POUR STÉPHANE BIZEAU, L’ÉDUCATION DOIT RASSEMBLER TOUTE UNE COMMUNAUTÉ.
« Former, aider les femmes et les hommes à s’insérer professionnellement, expliquent Didier Cornet et Juliette Micucci, les journalistes de la radio « Echo FM », lors de la cérémonie des vœux de Jean-Jacques Thomas, c’est finalement investir dans la ressource humaine. L’action municipale prouve qu’elle croit en cette ressource, matière première de l’éducation ». Pionnière en la matière, la Ville d'Hirson s'appuie sur une politique développée salle de l'Eden par Stéphane Bizeau, Responsable local des Francas et coordinateur du Projet Educatif de Territoire. Dès 2012, sans y être contraints, les élus locaux s'investissent dans la réforme des rythmes scolaires et des Temps d’Activités Péri-éducatifs, les TAP.
Aujourd'hui, ils concernent neuf écoles, 624 enfants répartis dans quarante groupes auxquels, chaque semaine, sont proposés 80 activités encadrées par 62 intervenants ATSEM, animatrices périscolaires et TAP, une coordinatrice, trois éducateurs sportifs, deux animateurs du Centre social, dix jeunes en emploi d’avenir salariés de clubs sportifs ou des Francas, un jeune graphiste et deux professeurs de l’école de musique. Tous ont bénéficié ou bénéficient d'une formation adaptée. L'an dernier, neuf nouveaux animateurs ont obtenu le BAFA et trois ont débuté une formation de directeur. Trois autres jeunes sont maintenant titulaires du BPJEPS et une dizaine d’animatrices ou ATSEM ont suivi des formations thématiques pour, par exemple, prendre en compte un enfant en situation de handicap.

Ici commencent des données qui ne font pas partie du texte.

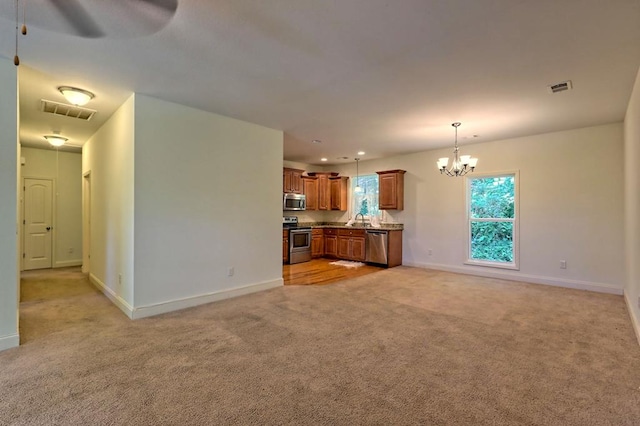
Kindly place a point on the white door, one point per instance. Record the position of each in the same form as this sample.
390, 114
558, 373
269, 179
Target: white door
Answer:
37, 223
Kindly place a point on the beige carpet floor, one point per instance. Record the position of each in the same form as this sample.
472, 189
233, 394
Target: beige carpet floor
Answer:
400, 346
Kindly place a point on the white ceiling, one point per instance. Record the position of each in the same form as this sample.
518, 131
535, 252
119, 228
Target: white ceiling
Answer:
382, 76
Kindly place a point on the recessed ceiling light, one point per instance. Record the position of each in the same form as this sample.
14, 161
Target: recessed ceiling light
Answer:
56, 140
76, 96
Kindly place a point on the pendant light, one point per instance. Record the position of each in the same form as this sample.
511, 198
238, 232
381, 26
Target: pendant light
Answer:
357, 189
462, 164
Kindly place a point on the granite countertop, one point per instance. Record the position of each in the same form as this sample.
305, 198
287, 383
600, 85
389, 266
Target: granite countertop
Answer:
383, 226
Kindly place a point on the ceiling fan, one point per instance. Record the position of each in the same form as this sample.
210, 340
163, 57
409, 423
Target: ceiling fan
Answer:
93, 18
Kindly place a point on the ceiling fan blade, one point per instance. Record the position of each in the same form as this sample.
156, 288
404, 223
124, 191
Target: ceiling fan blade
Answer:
169, 6
75, 14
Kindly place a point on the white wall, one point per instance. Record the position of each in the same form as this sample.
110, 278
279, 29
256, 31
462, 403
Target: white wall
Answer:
9, 262
109, 157
632, 205
207, 197
65, 168
571, 206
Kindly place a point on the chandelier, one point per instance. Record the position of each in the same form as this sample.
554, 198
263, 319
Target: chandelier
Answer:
462, 164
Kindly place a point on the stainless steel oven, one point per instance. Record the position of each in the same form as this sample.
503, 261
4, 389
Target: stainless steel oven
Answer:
299, 245
299, 240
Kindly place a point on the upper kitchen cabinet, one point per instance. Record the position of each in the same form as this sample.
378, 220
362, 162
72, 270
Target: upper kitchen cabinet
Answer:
339, 187
310, 190
292, 180
391, 190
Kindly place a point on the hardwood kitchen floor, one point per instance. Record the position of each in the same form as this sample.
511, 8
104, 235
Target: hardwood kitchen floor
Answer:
320, 272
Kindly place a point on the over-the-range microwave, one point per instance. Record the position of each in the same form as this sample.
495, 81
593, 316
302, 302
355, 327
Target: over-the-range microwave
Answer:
294, 202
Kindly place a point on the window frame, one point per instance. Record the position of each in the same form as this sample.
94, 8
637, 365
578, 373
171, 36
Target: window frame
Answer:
515, 265
352, 206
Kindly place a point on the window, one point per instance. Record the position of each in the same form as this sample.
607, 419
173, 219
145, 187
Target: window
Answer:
366, 201
492, 216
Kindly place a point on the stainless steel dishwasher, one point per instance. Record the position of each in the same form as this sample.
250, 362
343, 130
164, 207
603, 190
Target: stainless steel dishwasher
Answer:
377, 246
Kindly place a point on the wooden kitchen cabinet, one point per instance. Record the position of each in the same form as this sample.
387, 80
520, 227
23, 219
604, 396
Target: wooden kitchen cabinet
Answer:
339, 189
310, 190
391, 190
292, 180
317, 242
285, 245
330, 242
324, 189
351, 244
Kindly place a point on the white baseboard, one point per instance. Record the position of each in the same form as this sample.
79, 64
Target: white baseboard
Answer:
68, 263
111, 295
516, 276
10, 341
635, 323
189, 302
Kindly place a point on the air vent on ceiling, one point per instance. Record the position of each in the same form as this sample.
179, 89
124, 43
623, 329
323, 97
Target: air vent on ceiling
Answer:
560, 87
67, 110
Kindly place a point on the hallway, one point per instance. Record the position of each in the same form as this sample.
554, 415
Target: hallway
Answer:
59, 300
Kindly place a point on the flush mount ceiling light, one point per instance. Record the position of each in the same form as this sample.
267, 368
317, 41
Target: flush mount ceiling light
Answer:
76, 96
462, 164
56, 140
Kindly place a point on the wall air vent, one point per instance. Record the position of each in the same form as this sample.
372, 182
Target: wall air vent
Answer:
560, 87
72, 111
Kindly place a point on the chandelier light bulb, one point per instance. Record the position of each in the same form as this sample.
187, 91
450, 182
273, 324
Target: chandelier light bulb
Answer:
461, 164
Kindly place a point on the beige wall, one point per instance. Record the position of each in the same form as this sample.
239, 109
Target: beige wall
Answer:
109, 158
9, 262
632, 205
207, 191
571, 206
65, 169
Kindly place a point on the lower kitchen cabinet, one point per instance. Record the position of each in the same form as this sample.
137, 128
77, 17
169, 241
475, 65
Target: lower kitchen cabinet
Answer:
351, 244
317, 242
285, 246
347, 244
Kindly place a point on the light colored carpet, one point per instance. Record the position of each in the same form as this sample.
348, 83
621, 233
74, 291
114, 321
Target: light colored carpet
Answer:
400, 346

Outre Hirson, le Projet Educatif de Territoire (PEDT) rassemble les communes de Buire, Effry, Wimy, Mondrepuis, Ohis et Neuve Maison et, depuis le mois de novembre, elles sont rejointes par l’école de l’Enfant-Jésus. Pour Jean-Jacques Thomas, les nouveaux rythmes scolaires sont également ceux de l'enfant et, comme l'explique la pédiatre hirsonnaise Bénédicte Mansuel, chez les élèves, les courbes de vigilance les plus hautes se situent entre 9h et 11h. D'où l'intérêt d'y enseigner les maths, le français ou l'histoire - géo et consacrer la seconde partie de l'après-midi à l'éducation physique, la musique ou aux arts. « Certes, ajoute le Maire d'Hirson, ce choix a un coût, mais c'est le prix à payer pour élever le niveau et l'ouverture de nos enfants sur le monde et la vie ».